Wasted All Our Twenties Chasing Down a Dream

I'm going to start this one with a disclaimer. You know you are. If you really want it to be a surprise, you'd best wait to read this. Maybe give me a call instead and I'll tell you a story and you can make me laugh. Then maybe read this next week sometime when both of us have our hands full.

There's an event tomorrow. Apparently, we're all supposed to cook. I always understand that assignment, so I'm going to tell you a little story about how this particular creation came to be.

Of course it's always a Nanny story right now. Any time I bake, I do it with at least one person in my heart. There's no convincing me that it doesn't help it taste better if you hold a direct love while you bake. She loved chocolate. She would tell us how when her brother, Lonnie, came home from the Navy, he'd bring her a chocolate bar. She absolutely adored him. You could hear it in the way she said his name. She had the ability to show how much she loved someone by the way she said their name. It was always a quiet amazement to me.

They were poor back then. She was born in 1927 to an Irish police officer named Jim Conner (yeah, we are a whole stereotype) and a Scottish midwife born Orlena Gibson. When she was just shy of a year old, her father was shot by friendly fire in what equates to civil rights riot. So in 1928, her mother was left single with two daughters to raise, aged almost one and two. And she fucking did it. I come from a long line of women with steel bones.

Nanny talked about trading eggs for oranges. She explained the man like some sort of tinker, with a cart and they'd have things repaired and trade. She would always talk about Lonnie in the same conversation. It never occurred to me to ask why until right now and I can't. She had a mind for stories that never let go. Her details never faded or disappeared. She could put you in the moment she lived. Maybe that's what I can do, except in print. I'd like to think that.

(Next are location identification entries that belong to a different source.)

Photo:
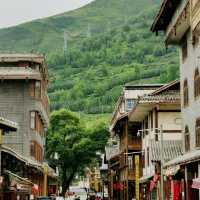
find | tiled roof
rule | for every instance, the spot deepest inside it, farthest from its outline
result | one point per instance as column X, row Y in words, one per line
column 171, row 150
column 184, row 159
column 164, row 98
column 18, row 73
column 16, row 57
column 111, row 151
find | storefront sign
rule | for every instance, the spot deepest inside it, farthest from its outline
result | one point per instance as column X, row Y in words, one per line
column 137, row 177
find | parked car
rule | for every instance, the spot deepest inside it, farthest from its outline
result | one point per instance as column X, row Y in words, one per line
column 91, row 195
column 44, row 198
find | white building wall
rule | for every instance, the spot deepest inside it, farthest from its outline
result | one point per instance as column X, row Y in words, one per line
column 187, row 69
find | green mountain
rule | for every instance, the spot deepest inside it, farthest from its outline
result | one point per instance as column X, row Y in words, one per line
column 108, row 44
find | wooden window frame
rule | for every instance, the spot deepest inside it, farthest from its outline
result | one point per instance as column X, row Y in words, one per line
column 184, row 48
column 196, row 83
column 197, row 131
column 34, row 90
column 36, row 151
column 33, row 124
column 185, row 93
column 187, row 139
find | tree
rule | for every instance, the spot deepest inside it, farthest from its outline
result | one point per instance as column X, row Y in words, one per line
column 74, row 146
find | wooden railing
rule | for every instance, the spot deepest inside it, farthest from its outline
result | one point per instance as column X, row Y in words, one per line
column 134, row 142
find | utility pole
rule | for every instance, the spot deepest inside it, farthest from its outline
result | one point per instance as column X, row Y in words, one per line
column 161, row 164
column 1, row 141
column 89, row 31
column 65, row 44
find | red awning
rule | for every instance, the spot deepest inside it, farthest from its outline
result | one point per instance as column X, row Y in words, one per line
column 153, row 182
column 196, row 183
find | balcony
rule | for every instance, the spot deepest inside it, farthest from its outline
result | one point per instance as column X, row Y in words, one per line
column 179, row 24
column 134, row 142
column 112, row 151
column 196, row 17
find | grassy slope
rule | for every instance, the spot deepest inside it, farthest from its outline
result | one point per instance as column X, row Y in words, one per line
column 106, row 19
column 46, row 35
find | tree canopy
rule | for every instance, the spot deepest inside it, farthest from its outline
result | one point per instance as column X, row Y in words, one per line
column 74, row 146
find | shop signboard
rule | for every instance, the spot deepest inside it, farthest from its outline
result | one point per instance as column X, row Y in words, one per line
column 137, row 177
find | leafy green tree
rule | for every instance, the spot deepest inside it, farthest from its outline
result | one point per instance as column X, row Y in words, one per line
column 74, row 146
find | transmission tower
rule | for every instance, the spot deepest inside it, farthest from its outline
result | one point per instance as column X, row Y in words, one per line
column 89, row 31
column 65, row 42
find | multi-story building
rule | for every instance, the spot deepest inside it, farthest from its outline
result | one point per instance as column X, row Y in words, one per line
column 180, row 21
column 159, row 114
column 24, row 100
column 122, row 165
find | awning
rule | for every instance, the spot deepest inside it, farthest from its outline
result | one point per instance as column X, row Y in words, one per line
column 8, row 125
column 145, row 179
column 19, row 184
column 171, row 149
column 28, row 161
column 196, row 183
column 184, row 159
column 172, row 170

So she would tell this story of her brother and his chocolate bars. And she could make you believe that she loved chocolate in a Pavlovian way. She loved Lonnie and Lonnie came with chocolate and so she loved chocolate because she loved him so deeply. And then he died. But she still had chocolate.

I guess I spent my life chasing the next best chocolate so I could keep hearing her stories and keep seeing her face illuminate with the love she'd lost. For a moment, she got him back every time she tasted something she loved in chocolate form. And I guess now, I get her back every time I bake something chocolate.

Her favorite was my triple chocolate cheesecake. That thing is decadent. So rich, you only eat a little sliver or you end up with immedibetes. She loved it. She requested it a few times and she made so few requests. I suppose I'll make that for Christmas and cry the whole time. I don't think I could do anything else.

I've always loved good chocolate cake. And I have searched and planned and questioned and experimented until I created the perfect chocolate cake. I don't believe I've ever tasted better. I've tinkered with the original recipe until I can't improve it. My company president knows who I am because of that cake. I have no interest in being known. If they don't know you, they can't be mad at you. A catholic with sweet tooth you would not believe. The first time I took it to work, I had the whole company in my email asking for the recipe and how long I've baked and a thousand other things. Food brings people together.

And I baked that today. And I dare say I may have outdone myself. It's an easy recipe, it really is. It bakes up light and airy and still somehow rich and fudgy. A splash of coffee makes chocolate better every time. A little extra salt in that frosting and a mix of milk chocolate and chocolate so dark it shatters into little knives, almost black, when you break it and the tiny shrapnel is the only thing that shows its real color.

No one has ever complained about that cake. 

I got to this point and my phone rang. It didn't take him long to ask me to tell him a story and it didn't take long for him to make me laugh. I guess I manifested that conversation. And I enjoyed it immensely. Music. I'm eventually going to ask him how deep in Tom T. Hall he really is. I suspect the answer is "very" but I don't want to be presumptuous. I went to bed without finishing this so I'll pick back up.

I made that chocolate cake last Christmas. Nanny loved Christmas. Honestly, by then her appetite had started to wane slightly and she would say she didn't really care for chocolate anymore. This woman who would hoard a box of chocolate like some sort of confectionary dragon didn't like chocolate anymore. Gabe told me that and I'm sure I stood there in disbelief. But she ate a few bites of that cake.  I guess that was the last time I baked for her. That may also have been the last time I baked this cake. I guess baking this cake and sharing it with people I care about is my version of bringing her back to me the same way that chocolate always brought her brother and her love for him back to her. I love her and I love chocolate so much because she did. I don't have her anymore, but I still have chocolate.